公子听闻钟离的困境后朗声大笑,给他出了个主意,钟离可以假装自己心有所属,好摆脱婚恋市场的骚扰。
“那些凡人自然是会爱慕您的,”魈不敢看他的眼睛,“但若是都像这样不依不饶地来烦扰您,未免还是……”
他坚持要帮钟离一个小忙。

第一章

钟离遇到了个麻烦。

这并不是说,他在退休前没做好迎接凡人生活的准备。他见证仙祖法蜕陨落,又将神之心交给女士,心中早拟定万般计划,可天算不如人算,真正踏入凡间后,钟离才意识到,自己忽略的不只有摩拉开销一个问题。

——还有婚事。光看外表,摩拉克斯给自己捏的这副躯壳相貌俊朗,正值璃月男子嫁娶年龄,加之钟离其人谈吐不凡,见多识广,引得璃月百姓不禁猜测他出身名门,家境殷实(先不论他名下并无资产这个事实),两相结合,钟离就成了璃月婚恋市场上最烫手的香饽饽。尽管在思维上钟离年纪大得连风神巴巴托斯都捉摸不透,依旧不妨碍他被许多璃月家长一眼相中,争先恐后地想给自己的儿女拉姻亲,大约他那副从古的做派恰巧正合传统璃月老太太老先生的审美。钟离一一答谢他们天花乱坠的溢美之词,又坚决地婉拒了每一位试图牵线搭桥的说客。

回绝掉第三十个媒人后,钟离感到有些烦恼了。

于是在饭桌上,钟离委婉地向公子表达了自己的困扰。

公子给他指的路相当简单明了。至冬的执行官笑得像是第一次听见七七解释什么是“椰羊”一样夸张,差点端不稳手里的酒杯。钟离对筹备送仙典仪时利用了这位执行官并不愧疚,对他取笑便也同样无甚介怀,毕竟他自觉这事依外人眼光来看确实颇为滑稽——六千余载岁月里,岩龙镇压过各种各样花里胡哨的凶恶魔神和异端邪祟,到头来却被璃月港无所事事四处闲逛的老头子老太太困住了。

“你真的不考虑挑一位试试看吗?要是娶到一位七星的千金或者商会的接班人,你的经济状况一定会得到相当程度的改善吧?”

钟离皱起眉头。“不行。”追求者中确实不乏条件出众之人,但凡人的性命瞬息如朝露,在钟离面前只消片刻就会逝去。既知如此无可避,这段关系从开头便无法全意投入,更无节外生枝的必要。何况若是同七星中的一位结缘,他岂不是前功尽弃,要接手同退休前类似的工作?

公子沉吟片刻,啜饮一口杯中酒。“关键在于,他们觉得你是可以打主意的对象。那么,想要摆脱他们,你就得让顾客知道,你已经退出了市场。”

“具体而言,是什么办法呢?”

公子的唇边勾起一个假笑,眼中闪动着狡黠的光芒。“你大可以故技重施,做点伪装,毕竟伪造身份可是你的拿手好戏,不是吗?我看你的那个夜叉肯定连一个‘不’字都说不出来。”

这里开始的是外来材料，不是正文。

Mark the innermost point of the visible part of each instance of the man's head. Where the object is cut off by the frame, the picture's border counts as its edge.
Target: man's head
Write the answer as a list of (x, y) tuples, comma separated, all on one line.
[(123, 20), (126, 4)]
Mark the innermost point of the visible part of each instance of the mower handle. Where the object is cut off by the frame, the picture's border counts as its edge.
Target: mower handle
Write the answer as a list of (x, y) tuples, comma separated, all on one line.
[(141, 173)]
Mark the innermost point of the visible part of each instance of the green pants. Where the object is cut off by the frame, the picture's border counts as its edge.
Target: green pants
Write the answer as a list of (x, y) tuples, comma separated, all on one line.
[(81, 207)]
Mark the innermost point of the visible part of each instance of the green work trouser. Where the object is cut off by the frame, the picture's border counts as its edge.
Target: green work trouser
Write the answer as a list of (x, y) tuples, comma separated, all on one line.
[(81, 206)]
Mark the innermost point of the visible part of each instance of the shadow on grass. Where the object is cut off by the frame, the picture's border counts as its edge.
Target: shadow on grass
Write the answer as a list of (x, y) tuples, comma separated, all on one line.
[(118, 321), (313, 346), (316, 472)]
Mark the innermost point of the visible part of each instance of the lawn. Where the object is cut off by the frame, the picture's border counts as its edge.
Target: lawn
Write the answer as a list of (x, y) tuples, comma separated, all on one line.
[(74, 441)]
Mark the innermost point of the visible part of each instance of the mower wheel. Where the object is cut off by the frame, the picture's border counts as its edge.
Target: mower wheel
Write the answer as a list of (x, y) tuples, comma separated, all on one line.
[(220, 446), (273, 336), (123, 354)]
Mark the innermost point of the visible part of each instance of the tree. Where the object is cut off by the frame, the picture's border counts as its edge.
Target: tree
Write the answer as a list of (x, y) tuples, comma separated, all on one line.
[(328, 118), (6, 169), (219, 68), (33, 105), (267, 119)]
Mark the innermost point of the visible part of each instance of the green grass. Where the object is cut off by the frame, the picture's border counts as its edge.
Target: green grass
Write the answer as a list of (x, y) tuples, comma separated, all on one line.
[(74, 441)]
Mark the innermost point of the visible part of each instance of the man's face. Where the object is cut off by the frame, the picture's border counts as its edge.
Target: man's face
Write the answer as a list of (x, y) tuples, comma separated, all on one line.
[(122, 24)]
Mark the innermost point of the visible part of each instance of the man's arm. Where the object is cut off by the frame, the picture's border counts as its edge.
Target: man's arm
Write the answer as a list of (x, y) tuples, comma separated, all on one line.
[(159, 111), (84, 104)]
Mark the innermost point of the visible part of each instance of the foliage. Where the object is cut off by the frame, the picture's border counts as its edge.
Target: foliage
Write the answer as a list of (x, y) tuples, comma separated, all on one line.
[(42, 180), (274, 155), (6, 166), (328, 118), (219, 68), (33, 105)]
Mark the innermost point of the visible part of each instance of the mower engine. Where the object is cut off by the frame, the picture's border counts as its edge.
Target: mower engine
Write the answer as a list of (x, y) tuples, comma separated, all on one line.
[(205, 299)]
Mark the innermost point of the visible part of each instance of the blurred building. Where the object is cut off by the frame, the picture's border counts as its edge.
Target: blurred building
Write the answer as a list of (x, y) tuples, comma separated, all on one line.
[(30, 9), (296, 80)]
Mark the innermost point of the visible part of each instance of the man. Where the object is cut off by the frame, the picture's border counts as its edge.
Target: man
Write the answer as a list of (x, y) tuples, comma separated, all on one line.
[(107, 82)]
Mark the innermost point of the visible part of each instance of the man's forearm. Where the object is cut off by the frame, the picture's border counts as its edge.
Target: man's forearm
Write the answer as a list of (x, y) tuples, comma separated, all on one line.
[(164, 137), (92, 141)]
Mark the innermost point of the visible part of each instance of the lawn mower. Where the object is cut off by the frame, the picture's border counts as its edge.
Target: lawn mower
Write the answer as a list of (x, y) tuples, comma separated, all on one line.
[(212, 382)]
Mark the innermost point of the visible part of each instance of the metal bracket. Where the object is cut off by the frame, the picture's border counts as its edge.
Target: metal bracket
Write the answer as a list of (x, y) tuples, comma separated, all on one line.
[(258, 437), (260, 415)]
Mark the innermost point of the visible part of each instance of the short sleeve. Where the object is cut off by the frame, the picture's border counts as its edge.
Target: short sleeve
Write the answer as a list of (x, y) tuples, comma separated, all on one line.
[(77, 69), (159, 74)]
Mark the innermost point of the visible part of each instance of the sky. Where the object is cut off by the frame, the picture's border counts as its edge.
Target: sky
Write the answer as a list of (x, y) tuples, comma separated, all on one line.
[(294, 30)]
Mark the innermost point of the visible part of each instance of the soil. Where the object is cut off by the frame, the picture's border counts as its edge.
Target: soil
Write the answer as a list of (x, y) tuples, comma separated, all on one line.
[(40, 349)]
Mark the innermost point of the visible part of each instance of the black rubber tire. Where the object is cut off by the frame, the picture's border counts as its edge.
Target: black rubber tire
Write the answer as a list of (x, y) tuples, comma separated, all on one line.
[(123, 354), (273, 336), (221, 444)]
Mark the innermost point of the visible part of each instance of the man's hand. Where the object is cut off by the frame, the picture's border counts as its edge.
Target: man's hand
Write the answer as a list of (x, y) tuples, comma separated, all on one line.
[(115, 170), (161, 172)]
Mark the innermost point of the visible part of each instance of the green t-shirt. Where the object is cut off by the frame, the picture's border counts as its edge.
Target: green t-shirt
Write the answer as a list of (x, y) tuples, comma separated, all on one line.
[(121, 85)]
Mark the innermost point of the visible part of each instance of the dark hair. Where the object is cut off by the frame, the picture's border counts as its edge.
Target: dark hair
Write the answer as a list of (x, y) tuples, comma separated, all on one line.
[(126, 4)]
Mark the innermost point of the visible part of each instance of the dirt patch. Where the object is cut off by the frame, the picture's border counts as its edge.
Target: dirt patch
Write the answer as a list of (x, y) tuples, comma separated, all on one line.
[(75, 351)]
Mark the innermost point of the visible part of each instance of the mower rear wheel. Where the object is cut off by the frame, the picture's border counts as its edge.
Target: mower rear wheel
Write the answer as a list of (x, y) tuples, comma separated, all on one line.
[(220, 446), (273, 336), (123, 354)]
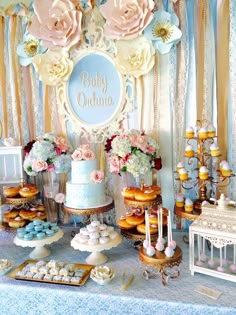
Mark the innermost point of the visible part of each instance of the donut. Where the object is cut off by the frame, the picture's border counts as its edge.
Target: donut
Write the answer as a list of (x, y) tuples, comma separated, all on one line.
[(157, 189), (145, 195), (141, 228), (123, 224), (129, 192), (27, 215), (135, 219), (29, 190), (11, 191), (17, 222)]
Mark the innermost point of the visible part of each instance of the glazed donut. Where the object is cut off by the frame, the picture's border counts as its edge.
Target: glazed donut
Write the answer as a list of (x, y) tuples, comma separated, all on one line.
[(145, 195), (124, 225), (17, 222), (29, 190), (135, 219), (157, 189), (27, 215), (129, 192), (141, 228), (11, 191)]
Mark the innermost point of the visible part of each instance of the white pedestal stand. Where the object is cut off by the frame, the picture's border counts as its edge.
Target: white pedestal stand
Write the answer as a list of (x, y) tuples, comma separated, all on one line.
[(40, 251), (96, 257)]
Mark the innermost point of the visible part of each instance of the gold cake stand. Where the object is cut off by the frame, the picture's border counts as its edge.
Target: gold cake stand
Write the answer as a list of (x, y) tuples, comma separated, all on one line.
[(162, 263)]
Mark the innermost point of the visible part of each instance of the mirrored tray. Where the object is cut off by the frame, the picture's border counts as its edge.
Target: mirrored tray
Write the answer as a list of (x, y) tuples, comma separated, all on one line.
[(85, 272)]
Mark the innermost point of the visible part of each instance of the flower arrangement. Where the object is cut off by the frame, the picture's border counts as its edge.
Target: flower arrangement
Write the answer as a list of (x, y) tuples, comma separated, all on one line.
[(133, 152), (47, 153)]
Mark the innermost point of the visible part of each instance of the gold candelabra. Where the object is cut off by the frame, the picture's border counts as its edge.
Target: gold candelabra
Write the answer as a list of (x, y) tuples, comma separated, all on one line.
[(205, 150)]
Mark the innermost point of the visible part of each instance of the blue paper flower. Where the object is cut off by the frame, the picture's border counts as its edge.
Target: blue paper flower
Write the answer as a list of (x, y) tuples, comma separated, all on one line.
[(163, 31), (29, 48)]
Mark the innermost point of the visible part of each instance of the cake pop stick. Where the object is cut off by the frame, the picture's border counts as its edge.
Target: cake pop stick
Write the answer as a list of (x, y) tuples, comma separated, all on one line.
[(220, 268), (233, 266), (211, 262)]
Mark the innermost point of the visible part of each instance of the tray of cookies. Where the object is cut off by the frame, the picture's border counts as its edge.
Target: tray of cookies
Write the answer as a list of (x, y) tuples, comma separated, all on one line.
[(52, 271)]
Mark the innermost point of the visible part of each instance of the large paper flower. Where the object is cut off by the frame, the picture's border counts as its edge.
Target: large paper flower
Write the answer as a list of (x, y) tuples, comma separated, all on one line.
[(56, 22), (53, 66), (126, 19), (163, 31), (135, 57), (29, 48)]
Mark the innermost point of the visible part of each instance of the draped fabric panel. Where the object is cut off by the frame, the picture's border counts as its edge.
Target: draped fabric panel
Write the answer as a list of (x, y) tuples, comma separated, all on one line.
[(196, 80)]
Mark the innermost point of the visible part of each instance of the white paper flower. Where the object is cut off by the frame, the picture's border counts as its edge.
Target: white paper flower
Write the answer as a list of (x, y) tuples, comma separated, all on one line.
[(53, 67), (135, 57)]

噢,看来公子阁下仍然因为神之心的事情对他颇有微词。只是钟离以为,一个血气方刚、渴望战斗的灵魂不会因一次马失前蹄而止步不前,相反,他会将注意力迅速地转移到征服下一个挑战上。凡人的怨恨一如他们的性命,持续时间总归不是很长。假若公子依然心有不忿,钟离也很乐意接受他比试的挑战。

不过现在,钟离得先去拜会各位仙家。

钟离清楚魈任务繁重,不欲平白相劳烦,便没有径直去找“他的那个夜叉”,而是先询问了另外几位仙家的意愿。结果竟是每一位都义正辞严回绝了他,个别几位还用上了相当激烈的言辞。钟离心知这个办法对他自己而言尚可接受,可若是仙家觉得此举过于荒唐也是情理之中,因此他并未介怀。作为岩王帝君和众仙之首,钟离从未教导过他们盲从。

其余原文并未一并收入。